Burkina-France : le décret d’extradition de François Compaoré a été signé

Réservé aux abonnés | | Par Jeune Afrique
Mis à jour le 06 mars 2020 à 09h57
François Compaoré, à Paris le 12 septembre 2017.

François Compaoré, à Paris le 12 septembre 2017. © Vincent Fournier/JA

Le Premier ministre français Édouard Philippe a signé le décret d’extradition de François Compaoré, a annoncé le ministère burkinabè de la Justice. Le frère de l’ancien président Blaise Compaoré est sous le coup d’un mandat d’arrêt international dans le cadre de l’enquête sur l’assassinat du journaliste d’investigation Norbert Zongo en 1998.

Emmanuel Macron l’avait affirmé lors de sa visite à Ouagadougou, en novembre 2017 : « Je ne doute pas que la réponse à la demande d’extradition sera favorable ». Trois ans plus tard, ce long feuilleton politico-judiciaire touche bientôt à sa fin. Le Premier ministre français, Édouard Philippe, a signé le décret d’extradition de François Compaoré.

Le décret – qui n’a pour l’heure pas été publié au Journal Officiel – précise que l’extradition est accordée en raison des « assurances diplomatiques complémentaires fournies par le ministre de la Justice de la République du Burkina Faso le 16 décembre 2019 ».

Conditions

Il estime également que les faits qui sont reprochés à François Compaoré « n’ont pas un caractère politique et qu’il n’apparaît pas que la demande d’extradition motivée par une infraction de droit commun ait été présentée aux fins de poursuivre ou de punir l’intéressé pour des considérations de race, de religion, de nationalité ou d’opinion politiques ou que sa situation risque d’être aggravée pour l’une ou l’autre de ces raisons ».

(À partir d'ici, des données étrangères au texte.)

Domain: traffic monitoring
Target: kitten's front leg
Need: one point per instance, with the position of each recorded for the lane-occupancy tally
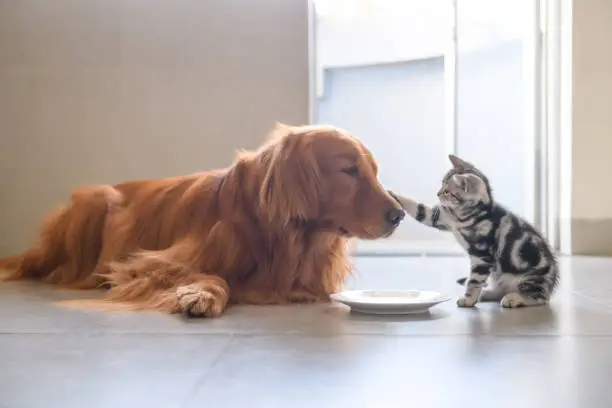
(430, 216)
(480, 271)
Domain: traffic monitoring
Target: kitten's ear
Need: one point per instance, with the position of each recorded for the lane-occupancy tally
(470, 183)
(459, 163)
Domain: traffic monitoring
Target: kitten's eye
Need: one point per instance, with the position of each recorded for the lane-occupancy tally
(352, 171)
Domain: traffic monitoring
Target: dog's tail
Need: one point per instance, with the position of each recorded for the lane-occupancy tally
(70, 240)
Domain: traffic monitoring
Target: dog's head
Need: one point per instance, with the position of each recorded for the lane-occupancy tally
(324, 177)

Les autorités françaises posent cependant certaines conditions. Le frère de l’ancien président burkinabè devra être jugé « publiquement, contradictoirement et dans un délai raisonnable par un tribunal indépendant et impartial ».

Ouagadougou « prend acte »

Et, dans le cas d’une éventuelle condamnation, il devra avoir la possibilité d’effectuer une demande d’aménagement de peine s’il est condamné à vie, le droit d’accéder à un service médical adapté tout au long de sa détention ou encore de rencontrer son avocat.

Ouagadougou a « pris acte » du décret, et attend encore de recevoir une copie physique du document, précise à Jeune Afrique une source gouvernementale burkinabè. « C’est une autre étape importante de franchie et nous nous réjouissons que cela se passe dans le bon sens et selon les accords qui existent entre les deux pays », a pour sa part réagi Guy Zongo, le fils aîné de Norbert Zongo, cité par l’AFP.

François Compaoré avait été interpellé en octobre 2017 à l’aéroport Charles-de-Gaulle. Le frère de l’ancien président Blaise Compaoré est sous le coup d’un mandat d’arrêt international émis par les autorités burkinabè qui souhaitent l’entendre dans l’affaire de l’assassinat de Norbert Zongo et de ses trois compagnons.

Trois ans de procédures

Le journaliste d’investigation a été assassiné en décembre 1998, alors qu’il enquêtait sur les circonstances du meurtre du chauffeur de François Compaoré. Le frère cadet de Blaise Compaoré, renversé en octobre 2014 par une insurrection populaire, a toujours nié être mêlé à ces assassinats et a dénoncé un acharnement politique des nouveaux dirigeants.

En juin 2019, la Cour de cassation avait rejeté son pourvoi à l’encontre d’une décision de la Cour d’Appel de Paris en faveur de sa remise au Burkina.

Contacté par Jeune Afrique, l’avocat de François Compaoré, Me Pierre-Olivier Sûr n’a pas souhaité commenter. Quelques semaines plus tôt, il avait confié que dans l’éventualité où le décret venait à être signé, son client formulerait un ultime recours devant le Conseil d’État. Toute chose qui retarderait encore un éventuel départ de François Compaoré vers Ouagadougou.